By my late advices, up to 8th inst it will be Seen,


how I then stood with the Govrnt or the Secretary of State.


It is now pretty obvious, that the vaccilating [sic] course


of the Secretary, and his determination one day,


varied, or changed, the next, all have had their


origin in the desire of this Gentleman to avoid any


official contact with me as your recognized Agent,


hence, the notice taken of the omission of my


credentials (altho' this was rather to have been


anticipated under all the circumstances of the case)


and hence, after assenting to the plain suggestion


of considering Mr Pakenham's Letter, which as


proposed, would have been an official com-


munication to the Secretary of Stateassuring him


that he Mr P was entirely satisfied with the


validity of my appointment and that any thing


I might propose, within the limits of my


instructions would in his opinion be ratified,


by your Govrmt, if adopted & ratified here-whilst


I was led to suppose that this assurance from Mr P


would be amply sufficient to relieve me from the


want of my credentials, until they should arrive[.]

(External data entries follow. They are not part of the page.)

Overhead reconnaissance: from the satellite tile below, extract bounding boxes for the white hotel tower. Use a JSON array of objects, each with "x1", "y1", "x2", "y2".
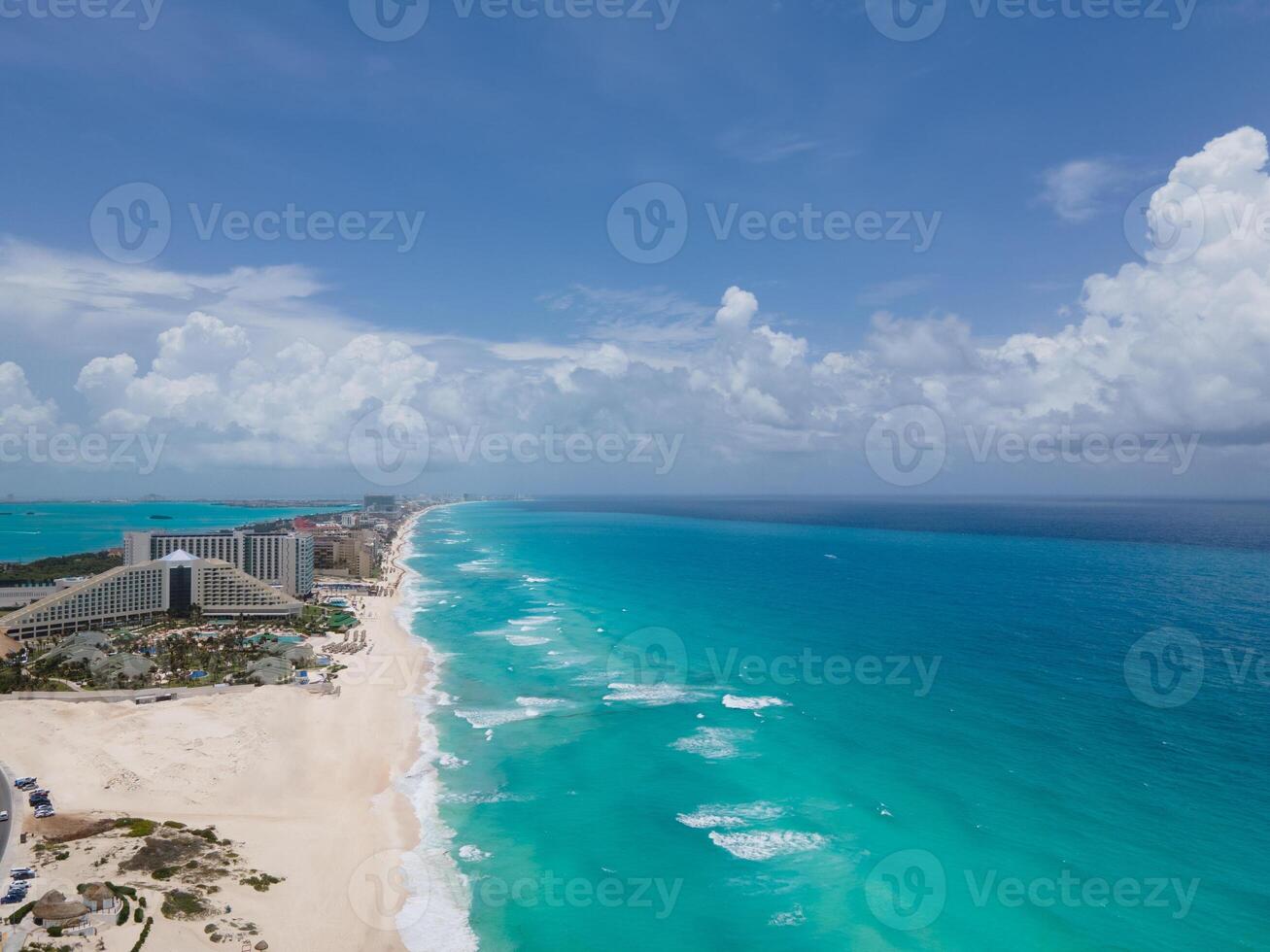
[
  {"x1": 123, "y1": 529, "x2": 314, "y2": 597},
  {"x1": 0, "y1": 550, "x2": 303, "y2": 638}
]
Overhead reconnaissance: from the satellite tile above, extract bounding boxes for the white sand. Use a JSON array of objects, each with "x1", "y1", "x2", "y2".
[{"x1": 0, "y1": 515, "x2": 430, "y2": 952}]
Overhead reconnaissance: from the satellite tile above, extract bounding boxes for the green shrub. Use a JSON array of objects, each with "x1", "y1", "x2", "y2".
[
  {"x1": 115, "y1": 816, "x2": 158, "y2": 836},
  {"x1": 162, "y1": 890, "x2": 207, "y2": 919},
  {"x1": 132, "y1": 919, "x2": 154, "y2": 952},
  {"x1": 241, "y1": 873, "x2": 282, "y2": 893}
]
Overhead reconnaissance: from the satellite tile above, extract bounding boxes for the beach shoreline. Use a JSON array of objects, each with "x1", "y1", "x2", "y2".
[{"x1": 0, "y1": 509, "x2": 452, "y2": 952}]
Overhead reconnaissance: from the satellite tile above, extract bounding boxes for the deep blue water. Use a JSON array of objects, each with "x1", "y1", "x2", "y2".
[{"x1": 411, "y1": 500, "x2": 1270, "y2": 949}]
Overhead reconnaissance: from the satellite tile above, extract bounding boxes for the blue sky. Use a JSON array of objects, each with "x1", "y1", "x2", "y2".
[{"x1": 0, "y1": 0, "x2": 1270, "y2": 492}]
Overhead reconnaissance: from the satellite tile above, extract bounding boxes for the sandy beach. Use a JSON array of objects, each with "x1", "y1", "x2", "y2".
[{"x1": 0, "y1": 517, "x2": 430, "y2": 952}]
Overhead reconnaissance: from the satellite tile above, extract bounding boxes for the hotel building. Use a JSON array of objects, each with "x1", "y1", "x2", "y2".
[
  {"x1": 123, "y1": 529, "x2": 314, "y2": 597},
  {"x1": 0, "y1": 551, "x2": 303, "y2": 638}
]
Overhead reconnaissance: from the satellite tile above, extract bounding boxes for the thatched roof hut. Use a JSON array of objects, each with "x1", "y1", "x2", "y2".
[
  {"x1": 30, "y1": 890, "x2": 91, "y2": 927},
  {"x1": 80, "y1": 882, "x2": 120, "y2": 912}
]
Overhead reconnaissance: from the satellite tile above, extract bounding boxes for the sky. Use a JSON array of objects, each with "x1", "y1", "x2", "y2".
[{"x1": 0, "y1": 0, "x2": 1270, "y2": 499}]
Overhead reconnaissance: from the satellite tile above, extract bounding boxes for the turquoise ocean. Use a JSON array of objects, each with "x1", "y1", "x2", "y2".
[
  {"x1": 0, "y1": 502, "x2": 353, "y2": 562},
  {"x1": 400, "y1": 501, "x2": 1270, "y2": 951}
]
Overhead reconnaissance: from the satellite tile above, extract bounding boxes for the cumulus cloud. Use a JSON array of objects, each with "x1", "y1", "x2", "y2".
[
  {"x1": 0, "y1": 360, "x2": 57, "y2": 433},
  {"x1": 0, "y1": 128, "x2": 1270, "y2": 489}
]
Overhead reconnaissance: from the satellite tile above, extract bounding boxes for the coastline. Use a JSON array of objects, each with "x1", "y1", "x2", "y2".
[{"x1": 0, "y1": 509, "x2": 447, "y2": 952}]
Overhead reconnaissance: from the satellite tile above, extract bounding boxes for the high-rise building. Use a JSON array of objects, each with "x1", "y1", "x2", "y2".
[
  {"x1": 123, "y1": 529, "x2": 314, "y2": 597},
  {"x1": 0, "y1": 550, "x2": 303, "y2": 638}
]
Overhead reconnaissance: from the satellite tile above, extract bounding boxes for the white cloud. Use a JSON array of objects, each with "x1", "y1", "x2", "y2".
[
  {"x1": 0, "y1": 128, "x2": 1270, "y2": 489},
  {"x1": 0, "y1": 360, "x2": 57, "y2": 433},
  {"x1": 1040, "y1": 158, "x2": 1129, "y2": 222}
]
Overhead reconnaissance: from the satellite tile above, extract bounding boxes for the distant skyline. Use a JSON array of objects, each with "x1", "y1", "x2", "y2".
[{"x1": 0, "y1": 0, "x2": 1270, "y2": 500}]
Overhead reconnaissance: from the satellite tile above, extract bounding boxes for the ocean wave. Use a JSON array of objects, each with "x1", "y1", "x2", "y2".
[
  {"x1": 395, "y1": 530, "x2": 477, "y2": 952},
  {"x1": 506, "y1": 614, "x2": 560, "y2": 630},
  {"x1": 710, "y1": 831, "x2": 828, "y2": 862},
  {"x1": 674, "y1": 801, "x2": 785, "y2": 831},
  {"x1": 723, "y1": 695, "x2": 789, "y2": 711},
  {"x1": 767, "y1": 905, "x2": 807, "y2": 926},
  {"x1": 506, "y1": 634, "x2": 551, "y2": 647},
  {"x1": 441, "y1": 790, "x2": 532, "y2": 804},
  {"x1": 455, "y1": 707, "x2": 538, "y2": 730},
  {"x1": 516, "y1": 697, "x2": 574, "y2": 711},
  {"x1": 604, "y1": 679, "x2": 710, "y2": 707},
  {"x1": 670, "y1": 728, "x2": 754, "y2": 761}
]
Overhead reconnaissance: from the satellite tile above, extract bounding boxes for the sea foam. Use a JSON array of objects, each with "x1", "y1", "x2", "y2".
[
  {"x1": 723, "y1": 695, "x2": 789, "y2": 711},
  {"x1": 670, "y1": 728, "x2": 754, "y2": 761},
  {"x1": 674, "y1": 801, "x2": 785, "y2": 831},
  {"x1": 710, "y1": 831, "x2": 827, "y2": 862}
]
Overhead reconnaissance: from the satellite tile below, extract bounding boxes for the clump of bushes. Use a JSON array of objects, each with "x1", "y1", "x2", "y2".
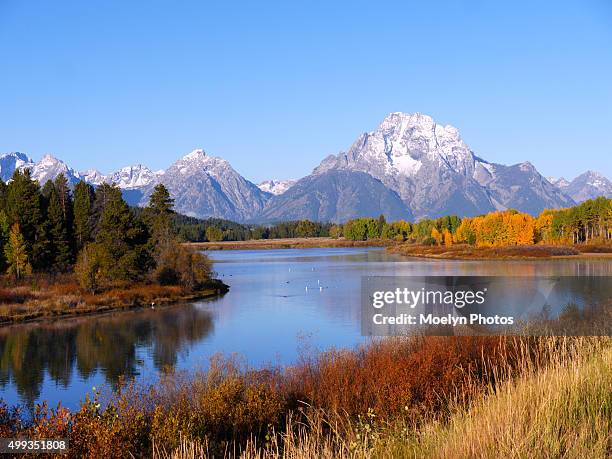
[{"x1": 0, "y1": 337, "x2": 572, "y2": 458}]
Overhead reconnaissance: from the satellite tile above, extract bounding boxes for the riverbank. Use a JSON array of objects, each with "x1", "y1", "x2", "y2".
[
  {"x1": 186, "y1": 237, "x2": 397, "y2": 250},
  {"x1": 0, "y1": 275, "x2": 229, "y2": 326},
  {"x1": 0, "y1": 337, "x2": 612, "y2": 459},
  {"x1": 387, "y1": 243, "x2": 612, "y2": 260}
]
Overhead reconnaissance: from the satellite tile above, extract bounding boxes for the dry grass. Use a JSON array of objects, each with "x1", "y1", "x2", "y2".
[
  {"x1": 159, "y1": 338, "x2": 612, "y2": 459},
  {"x1": 0, "y1": 338, "x2": 612, "y2": 459},
  {"x1": 0, "y1": 275, "x2": 226, "y2": 325},
  {"x1": 187, "y1": 237, "x2": 396, "y2": 250}
]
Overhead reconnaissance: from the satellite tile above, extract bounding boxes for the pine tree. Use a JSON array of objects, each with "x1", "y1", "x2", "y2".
[
  {"x1": 73, "y1": 180, "x2": 94, "y2": 251},
  {"x1": 96, "y1": 186, "x2": 152, "y2": 281},
  {"x1": 149, "y1": 183, "x2": 174, "y2": 216},
  {"x1": 6, "y1": 169, "x2": 51, "y2": 269},
  {"x1": 0, "y1": 212, "x2": 10, "y2": 272},
  {"x1": 0, "y1": 180, "x2": 8, "y2": 211},
  {"x1": 4, "y1": 223, "x2": 32, "y2": 279},
  {"x1": 47, "y1": 186, "x2": 73, "y2": 271},
  {"x1": 143, "y1": 183, "x2": 176, "y2": 255}
]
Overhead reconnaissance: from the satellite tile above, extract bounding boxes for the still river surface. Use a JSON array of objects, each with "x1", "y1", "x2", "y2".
[{"x1": 0, "y1": 248, "x2": 612, "y2": 407}]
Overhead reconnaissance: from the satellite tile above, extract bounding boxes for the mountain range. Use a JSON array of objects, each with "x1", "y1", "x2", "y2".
[{"x1": 0, "y1": 112, "x2": 612, "y2": 222}]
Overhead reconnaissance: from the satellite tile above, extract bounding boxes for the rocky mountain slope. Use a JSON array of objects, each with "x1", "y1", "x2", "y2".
[
  {"x1": 549, "y1": 171, "x2": 612, "y2": 202},
  {"x1": 255, "y1": 170, "x2": 412, "y2": 222},
  {"x1": 313, "y1": 113, "x2": 573, "y2": 218},
  {"x1": 0, "y1": 112, "x2": 612, "y2": 222},
  {"x1": 257, "y1": 180, "x2": 297, "y2": 195}
]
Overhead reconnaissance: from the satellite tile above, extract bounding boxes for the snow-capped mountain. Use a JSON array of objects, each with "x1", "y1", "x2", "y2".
[
  {"x1": 140, "y1": 149, "x2": 270, "y2": 221},
  {"x1": 256, "y1": 169, "x2": 413, "y2": 222},
  {"x1": 19, "y1": 154, "x2": 81, "y2": 186},
  {"x1": 257, "y1": 180, "x2": 297, "y2": 195},
  {"x1": 556, "y1": 171, "x2": 612, "y2": 202},
  {"x1": 0, "y1": 112, "x2": 612, "y2": 222},
  {"x1": 313, "y1": 112, "x2": 573, "y2": 218},
  {"x1": 79, "y1": 169, "x2": 109, "y2": 186},
  {"x1": 546, "y1": 177, "x2": 569, "y2": 189},
  {"x1": 0, "y1": 152, "x2": 34, "y2": 182},
  {"x1": 106, "y1": 164, "x2": 157, "y2": 189}
]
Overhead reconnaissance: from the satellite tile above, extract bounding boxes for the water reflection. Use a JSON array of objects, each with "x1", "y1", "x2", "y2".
[
  {"x1": 0, "y1": 305, "x2": 213, "y2": 405},
  {"x1": 0, "y1": 248, "x2": 612, "y2": 407}
]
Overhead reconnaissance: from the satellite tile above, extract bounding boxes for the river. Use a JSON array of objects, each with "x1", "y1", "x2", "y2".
[{"x1": 0, "y1": 248, "x2": 612, "y2": 407}]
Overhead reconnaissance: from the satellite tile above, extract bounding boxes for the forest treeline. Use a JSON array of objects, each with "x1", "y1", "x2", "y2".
[
  {"x1": 174, "y1": 214, "x2": 332, "y2": 242},
  {"x1": 174, "y1": 197, "x2": 612, "y2": 247},
  {"x1": 0, "y1": 170, "x2": 210, "y2": 292},
  {"x1": 329, "y1": 197, "x2": 612, "y2": 247}
]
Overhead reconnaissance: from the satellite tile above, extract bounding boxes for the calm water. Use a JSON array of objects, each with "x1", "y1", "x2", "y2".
[{"x1": 0, "y1": 249, "x2": 612, "y2": 407}]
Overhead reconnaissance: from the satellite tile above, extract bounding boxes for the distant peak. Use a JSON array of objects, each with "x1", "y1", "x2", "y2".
[
  {"x1": 183, "y1": 148, "x2": 206, "y2": 160},
  {"x1": 40, "y1": 153, "x2": 62, "y2": 164}
]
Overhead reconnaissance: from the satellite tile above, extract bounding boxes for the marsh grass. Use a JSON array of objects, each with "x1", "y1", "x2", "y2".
[{"x1": 154, "y1": 338, "x2": 612, "y2": 459}]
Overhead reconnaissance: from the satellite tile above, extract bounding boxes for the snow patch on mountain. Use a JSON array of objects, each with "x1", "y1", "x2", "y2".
[
  {"x1": 108, "y1": 164, "x2": 157, "y2": 189},
  {"x1": 257, "y1": 180, "x2": 297, "y2": 196}
]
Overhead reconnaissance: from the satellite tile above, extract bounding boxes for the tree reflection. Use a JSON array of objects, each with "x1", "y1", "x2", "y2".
[{"x1": 0, "y1": 305, "x2": 213, "y2": 405}]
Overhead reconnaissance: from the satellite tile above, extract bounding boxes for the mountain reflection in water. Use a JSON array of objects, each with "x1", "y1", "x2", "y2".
[{"x1": 0, "y1": 304, "x2": 213, "y2": 405}]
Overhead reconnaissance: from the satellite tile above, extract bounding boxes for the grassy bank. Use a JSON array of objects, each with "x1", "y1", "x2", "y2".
[
  {"x1": 0, "y1": 337, "x2": 612, "y2": 458},
  {"x1": 187, "y1": 237, "x2": 396, "y2": 250},
  {"x1": 160, "y1": 338, "x2": 612, "y2": 459},
  {"x1": 387, "y1": 243, "x2": 612, "y2": 260},
  {"x1": 0, "y1": 275, "x2": 228, "y2": 325}
]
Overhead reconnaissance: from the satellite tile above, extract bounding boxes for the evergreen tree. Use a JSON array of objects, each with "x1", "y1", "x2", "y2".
[
  {"x1": 143, "y1": 183, "x2": 176, "y2": 258},
  {"x1": 6, "y1": 169, "x2": 51, "y2": 269},
  {"x1": 47, "y1": 182, "x2": 73, "y2": 271},
  {"x1": 4, "y1": 223, "x2": 32, "y2": 279},
  {"x1": 149, "y1": 183, "x2": 174, "y2": 218},
  {"x1": 0, "y1": 180, "x2": 8, "y2": 211},
  {"x1": 0, "y1": 210, "x2": 10, "y2": 272},
  {"x1": 96, "y1": 186, "x2": 152, "y2": 280},
  {"x1": 73, "y1": 180, "x2": 94, "y2": 251}
]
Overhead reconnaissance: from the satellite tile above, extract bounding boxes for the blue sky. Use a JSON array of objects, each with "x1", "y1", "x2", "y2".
[{"x1": 0, "y1": 0, "x2": 612, "y2": 181}]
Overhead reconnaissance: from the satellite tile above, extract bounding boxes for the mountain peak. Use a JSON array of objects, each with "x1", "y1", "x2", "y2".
[{"x1": 182, "y1": 148, "x2": 206, "y2": 161}]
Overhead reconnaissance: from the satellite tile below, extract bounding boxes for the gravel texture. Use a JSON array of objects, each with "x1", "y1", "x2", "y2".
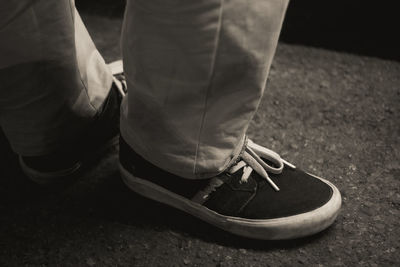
[{"x1": 0, "y1": 15, "x2": 400, "y2": 266}]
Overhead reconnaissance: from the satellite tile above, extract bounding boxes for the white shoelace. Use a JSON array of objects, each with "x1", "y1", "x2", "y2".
[{"x1": 228, "y1": 140, "x2": 295, "y2": 191}]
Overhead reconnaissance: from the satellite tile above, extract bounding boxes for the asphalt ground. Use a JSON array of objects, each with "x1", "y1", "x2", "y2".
[{"x1": 0, "y1": 11, "x2": 400, "y2": 266}]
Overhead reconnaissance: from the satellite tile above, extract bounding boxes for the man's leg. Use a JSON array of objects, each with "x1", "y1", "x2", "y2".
[
  {"x1": 0, "y1": 0, "x2": 117, "y2": 182},
  {"x1": 121, "y1": 0, "x2": 288, "y2": 178},
  {"x1": 120, "y1": 0, "x2": 341, "y2": 239}
]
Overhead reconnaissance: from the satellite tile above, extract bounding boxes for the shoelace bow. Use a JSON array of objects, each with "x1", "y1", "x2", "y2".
[{"x1": 228, "y1": 140, "x2": 294, "y2": 191}]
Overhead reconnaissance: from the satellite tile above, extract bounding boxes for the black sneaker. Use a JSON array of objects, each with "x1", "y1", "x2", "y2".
[
  {"x1": 120, "y1": 138, "x2": 341, "y2": 240},
  {"x1": 19, "y1": 61, "x2": 126, "y2": 185}
]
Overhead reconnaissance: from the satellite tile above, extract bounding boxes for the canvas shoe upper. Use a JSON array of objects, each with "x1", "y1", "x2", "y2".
[{"x1": 120, "y1": 138, "x2": 341, "y2": 239}]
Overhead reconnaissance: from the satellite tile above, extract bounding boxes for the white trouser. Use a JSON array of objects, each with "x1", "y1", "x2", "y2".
[
  {"x1": 0, "y1": 0, "x2": 288, "y2": 178},
  {"x1": 0, "y1": 0, "x2": 112, "y2": 156}
]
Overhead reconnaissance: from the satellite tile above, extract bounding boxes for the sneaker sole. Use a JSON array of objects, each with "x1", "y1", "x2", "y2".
[{"x1": 119, "y1": 164, "x2": 342, "y2": 240}]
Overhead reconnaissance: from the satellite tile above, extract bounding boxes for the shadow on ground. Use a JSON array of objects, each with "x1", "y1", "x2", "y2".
[{"x1": 0, "y1": 0, "x2": 400, "y2": 266}]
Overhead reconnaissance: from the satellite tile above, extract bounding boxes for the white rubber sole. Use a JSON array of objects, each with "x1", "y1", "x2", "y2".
[{"x1": 120, "y1": 164, "x2": 342, "y2": 240}]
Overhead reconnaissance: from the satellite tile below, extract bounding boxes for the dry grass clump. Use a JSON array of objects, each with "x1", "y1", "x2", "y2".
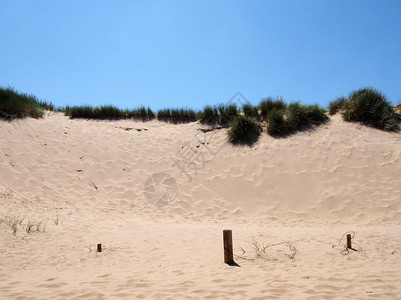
[
  {"x1": 62, "y1": 105, "x2": 155, "y2": 121},
  {"x1": 0, "y1": 87, "x2": 54, "y2": 119},
  {"x1": 157, "y1": 108, "x2": 198, "y2": 123},
  {"x1": 0, "y1": 215, "x2": 48, "y2": 235},
  {"x1": 235, "y1": 237, "x2": 298, "y2": 261},
  {"x1": 329, "y1": 88, "x2": 400, "y2": 131}
]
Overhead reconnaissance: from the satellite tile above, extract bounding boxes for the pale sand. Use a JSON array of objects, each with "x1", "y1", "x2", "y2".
[{"x1": 0, "y1": 113, "x2": 401, "y2": 299}]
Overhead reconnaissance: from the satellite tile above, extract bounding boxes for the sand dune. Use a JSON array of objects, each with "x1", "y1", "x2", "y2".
[{"x1": 0, "y1": 113, "x2": 401, "y2": 299}]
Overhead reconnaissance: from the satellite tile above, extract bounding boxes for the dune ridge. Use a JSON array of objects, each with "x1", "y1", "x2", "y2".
[{"x1": 0, "y1": 112, "x2": 401, "y2": 299}]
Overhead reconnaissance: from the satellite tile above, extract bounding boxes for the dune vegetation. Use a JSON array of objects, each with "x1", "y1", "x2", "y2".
[
  {"x1": 0, "y1": 87, "x2": 401, "y2": 145},
  {"x1": 0, "y1": 87, "x2": 54, "y2": 119},
  {"x1": 329, "y1": 88, "x2": 400, "y2": 131}
]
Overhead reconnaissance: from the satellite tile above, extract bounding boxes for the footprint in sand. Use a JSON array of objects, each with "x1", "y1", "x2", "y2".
[{"x1": 143, "y1": 173, "x2": 178, "y2": 205}]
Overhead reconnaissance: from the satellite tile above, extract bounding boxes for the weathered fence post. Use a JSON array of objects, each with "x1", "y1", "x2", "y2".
[{"x1": 223, "y1": 230, "x2": 234, "y2": 264}]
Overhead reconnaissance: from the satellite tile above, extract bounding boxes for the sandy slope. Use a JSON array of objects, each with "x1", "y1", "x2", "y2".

It resulted, at the next interview, that the Secretary


seemed to expect that Mr P was prepared to bind


his Govmt to the ratification of any arrangement,


all no doubt to avoid the responsibility of meeting


me. A sort of arrangement was then proposed


by Mr P that my communications to the Secretary


should go through Mr P who would be responsible,


or vouch for them, as we progressd in the business.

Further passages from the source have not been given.